After answering the question How to call an EJB deployed on Weblogic 11g (WLS 10.3.2.0) from GlassFish v3? I now wanted to know, how do it the other way around.

Obvisously it would work the same way, I did on the GF side. Anyway, there is another feature build into Weblogic that makes this more easy for the developer. It is called Foreign JNDI. Foreign JNDI is an API that allows you to access objects on a remote JNDI tree without having to connect directly to the remote tree. It enables you to make links to a JNDI tree on another server or provider including, but not limited to, WebLogic Server, or a JNDI tree in a java program. Once you have configured Foreign JNDI, you can use an object that is somewhere else with the same ease that you would use an object bound in your WebLogic server instance. This is again using RMI-IIOP communication. Ok. Let's start.

You need an EJB to deploy to GF. Of course, this has to be a EJB 3.x. I wrote a quite simple one called GFTest. It has one business method public void sayHelloOnServer() which puts a text to stdout.
And again, you need EJB 2.x style remote interfaces for this.
That should look similar to this:

@Stateless(mappedName="GFTest")
@Remote(GFTestRemote.class)
@RemoteHome(GFTestRemoteHome.class)
public class GFTest implements GFTestRemote

GFTest is the EJB 3.x business interface. GFTestRemoteHome is the EJB 2.x EJBHome which creates the GFTestRemoteObject EJBObject. it is best to put all interfaces into a separate client project.
If everything is ready, deploy the ejb. In my previous post I recommended to run the appc compiler to generate stubs and skeletons. As proven today, this is not realy needed. You only need the interface classes on your client project. Thats totally suffient.

Now let's move over to the Weblogic administration console (http://localhost:7001/console) and configure the foreign JNDI Provider. The steps to take are described in the admin console online help.
First you have to create a foreign JNDI provider. (Summary of Services / Summary of Foreign JNDI Providers / New) and give it a name you like. Now click on the newly created provider and configure it.
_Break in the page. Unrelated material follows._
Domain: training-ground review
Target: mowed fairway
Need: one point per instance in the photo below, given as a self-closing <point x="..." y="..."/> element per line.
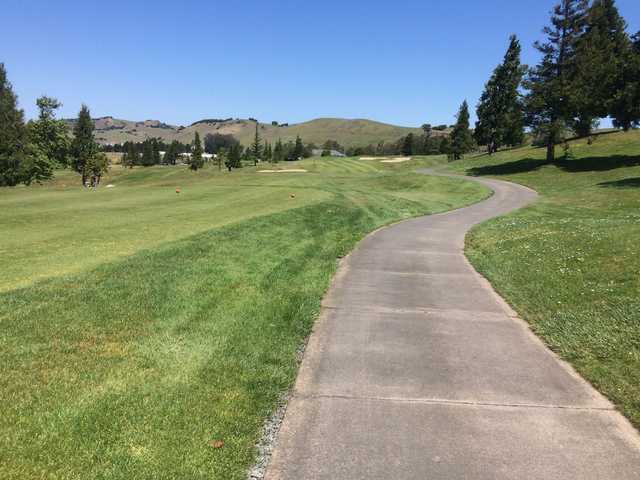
<point x="570" y="264"/>
<point x="139" y="325"/>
Settings are as follows:
Initial Context Factory: weblogic.jndi.WLInitialContextFactory
Provider URL: iiop://your_host:your_port (standard case is iiop://localhost:3700)

Next is to create a foreign JNDI object link. Switch from the general to the links tab and click new. Give it a name, you like, it is for administrational proposes only. Then configure the following settings:
Local JNDI Name: The local binding name for the object (in my case GFTest2)
Remote JNDI Name: corbaname:iiop:your_host:your_port#remote_binding_name (in my case corbaname:iiop:localhost:3700#GFTest).
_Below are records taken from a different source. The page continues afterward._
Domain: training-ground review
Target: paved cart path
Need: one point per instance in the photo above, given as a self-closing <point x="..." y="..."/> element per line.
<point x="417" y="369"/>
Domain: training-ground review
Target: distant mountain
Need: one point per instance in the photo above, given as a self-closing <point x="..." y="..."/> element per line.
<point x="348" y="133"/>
After that, you have to restart the server instance.

Start your favorite IDE for your Weblogic projects and setup a client project. Again, I am one of those webguys and therefore I setup a simple Dynamic Webproject with OEPE. The remote interfaces should be available to the project (client.jar, or classess folder).
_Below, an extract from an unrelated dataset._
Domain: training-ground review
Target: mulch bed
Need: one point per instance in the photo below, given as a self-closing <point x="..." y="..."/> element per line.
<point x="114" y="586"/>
The only thing you have to do now, is to get an InitialContext and lookup your EJBHome.

InitialContext context = new InitialContext();
GFTestRemoteHome home =
(GFTestRemoteHome) context
.lookup("GFTest2");

The only thing left to do is to create your GFTestRemoteObject on which to call your business method.

GFTestRemoteObject object = home.create();
object.sayHelloOnServer();

Now you are done!Compared to the manual lookup this is extremely simple and does not force you to take care of the connection handling, urls and jndi names in the code at all.